TAP MPR no III / MPR / 1978, dalam pasal 2 ayat 1 menyebutkan “Mahkamah Agung
adalah badan yang melaksanakan kekuasaan kehakiman yang dalam melaksanakan tugasnya
terlepas dari pengaruh kekuasaan pemerintah”.
Berdasarkan ketetapan MPR Nomor III / MPR / 2000 pada pasal 5 ayat 2 disebutkan
bahwa “Mahkamah Agung berwenang menguji peraturan perundang-undangan dibawah
undang-undang”. Berdasrkan ketentuan ini jelas MPR memberi kewenangan kepada MA
untuk melakuakn pengujian undang undang secara materil.

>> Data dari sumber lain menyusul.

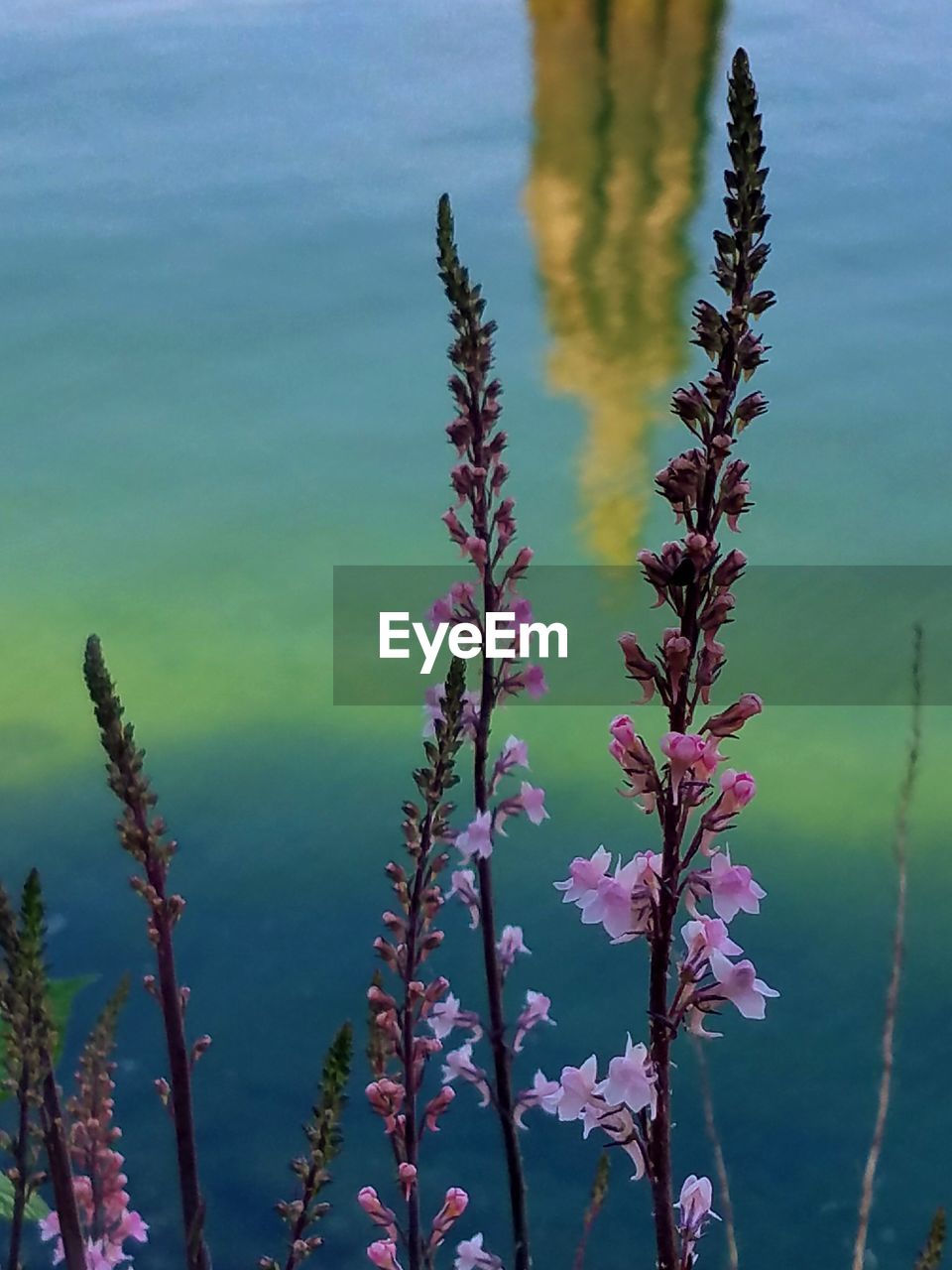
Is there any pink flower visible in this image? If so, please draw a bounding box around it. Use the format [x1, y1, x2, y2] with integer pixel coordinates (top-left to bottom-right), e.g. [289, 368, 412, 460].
[37, 1211, 60, 1243]
[456, 812, 493, 861]
[453, 1234, 503, 1270]
[513, 1072, 562, 1129]
[426, 979, 482, 1040]
[597, 1035, 657, 1115]
[608, 715, 660, 812]
[703, 851, 767, 922]
[430, 1187, 470, 1248]
[367, 1239, 400, 1270]
[675, 1174, 720, 1242]
[357, 1187, 396, 1238]
[685, 1004, 724, 1040]
[718, 767, 757, 816]
[441, 1042, 490, 1107]
[579, 851, 662, 944]
[489, 736, 530, 794]
[422, 1068, 456, 1133]
[444, 869, 480, 931]
[552, 847, 612, 907]
[680, 917, 744, 965]
[459, 534, 486, 569]
[608, 715, 638, 749]
[496, 926, 532, 970]
[114, 1209, 149, 1243]
[520, 781, 548, 825]
[513, 988, 554, 1054]
[521, 666, 548, 698]
[558, 1054, 598, 1120]
[499, 736, 530, 767]
[661, 731, 707, 803]
[711, 952, 779, 1019]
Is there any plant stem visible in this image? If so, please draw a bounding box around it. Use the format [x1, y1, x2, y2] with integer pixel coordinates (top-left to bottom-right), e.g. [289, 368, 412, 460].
[692, 1036, 739, 1270]
[6, 1062, 32, 1270]
[146, 842, 210, 1270]
[853, 626, 923, 1270]
[473, 508, 532, 1270]
[83, 635, 210, 1270]
[41, 1054, 86, 1270]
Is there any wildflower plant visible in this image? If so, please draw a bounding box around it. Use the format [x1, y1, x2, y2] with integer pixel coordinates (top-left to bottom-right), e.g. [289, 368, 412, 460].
[0, 32, 946, 1270]
[556, 50, 776, 1270]
[83, 635, 210, 1270]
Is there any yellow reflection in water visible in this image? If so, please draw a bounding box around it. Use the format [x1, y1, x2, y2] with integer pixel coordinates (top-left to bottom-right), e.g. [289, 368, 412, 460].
[526, 0, 724, 564]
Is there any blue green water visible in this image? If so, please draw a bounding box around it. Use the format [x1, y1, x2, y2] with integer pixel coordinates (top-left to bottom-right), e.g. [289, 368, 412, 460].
[0, 0, 952, 1270]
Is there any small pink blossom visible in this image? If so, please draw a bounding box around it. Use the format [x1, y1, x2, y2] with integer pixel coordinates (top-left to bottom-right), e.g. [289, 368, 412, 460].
[456, 812, 493, 861]
[520, 781, 548, 825]
[521, 666, 548, 698]
[453, 1234, 503, 1270]
[367, 1239, 400, 1270]
[357, 1187, 396, 1238]
[426, 979, 482, 1040]
[422, 1068, 456, 1133]
[430, 1187, 470, 1248]
[675, 1174, 720, 1242]
[513, 1072, 562, 1129]
[711, 952, 779, 1019]
[558, 1054, 598, 1120]
[703, 851, 767, 922]
[579, 851, 662, 944]
[680, 917, 744, 965]
[552, 847, 612, 907]
[597, 1036, 657, 1115]
[398, 1160, 416, 1202]
[441, 1042, 491, 1107]
[513, 988, 554, 1054]
[443, 869, 480, 931]
[661, 731, 707, 803]
[496, 926, 532, 971]
[718, 767, 757, 816]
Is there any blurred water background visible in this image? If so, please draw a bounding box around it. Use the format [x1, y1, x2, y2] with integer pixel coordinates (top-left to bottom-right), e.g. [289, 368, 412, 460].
[0, 0, 952, 1270]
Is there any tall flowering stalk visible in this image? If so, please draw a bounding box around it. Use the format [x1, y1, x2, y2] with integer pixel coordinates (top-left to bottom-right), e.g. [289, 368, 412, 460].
[258, 1024, 354, 1270]
[557, 50, 776, 1270]
[83, 635, 210, 1270]
[40, 983, 149, 1270]
[358, 659, 479, 1270]
[434, 194, 551, 1270]
[0, 869, 86, 1270]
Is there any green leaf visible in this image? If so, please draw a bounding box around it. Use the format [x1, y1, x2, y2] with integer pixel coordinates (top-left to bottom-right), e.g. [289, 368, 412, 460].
[0, 974, 98, 1102]
[0, 1174, 50, 1221]
[47, 974, 96, 1062]
[915, 1209, 946, 1270]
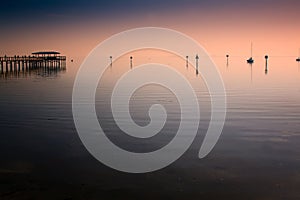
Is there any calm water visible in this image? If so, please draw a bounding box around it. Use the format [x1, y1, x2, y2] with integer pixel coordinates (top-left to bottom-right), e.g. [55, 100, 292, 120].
[0, 54, 300, 199]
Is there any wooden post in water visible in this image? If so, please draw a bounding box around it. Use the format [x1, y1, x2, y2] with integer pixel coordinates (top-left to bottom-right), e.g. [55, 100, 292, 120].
[265, 55, 269, 74]
[130, 56, 132, 69]
[185, 56, 189, 68]
[196, 54, 199, 75]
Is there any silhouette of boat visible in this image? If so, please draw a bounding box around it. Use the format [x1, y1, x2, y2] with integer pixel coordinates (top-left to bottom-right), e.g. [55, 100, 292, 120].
[247, 42, 254, 64]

Dengan dikeluarkannya UU nomor 4 tahun 2004 tentang kekuasaan kehakiman, pada
tanggal 16 januari 2004 maka UU No 14 tahun 1970, sebagaimana telah diubah dengan UU
No.35 tahun 1999 tentang perubahan atas UU No.14 tahun 1970, dan UU No. 35 Tahun 1999
dirubah lagi dengan UU No 4 tahun 2004, dinyatakan tidak berlaku lagi.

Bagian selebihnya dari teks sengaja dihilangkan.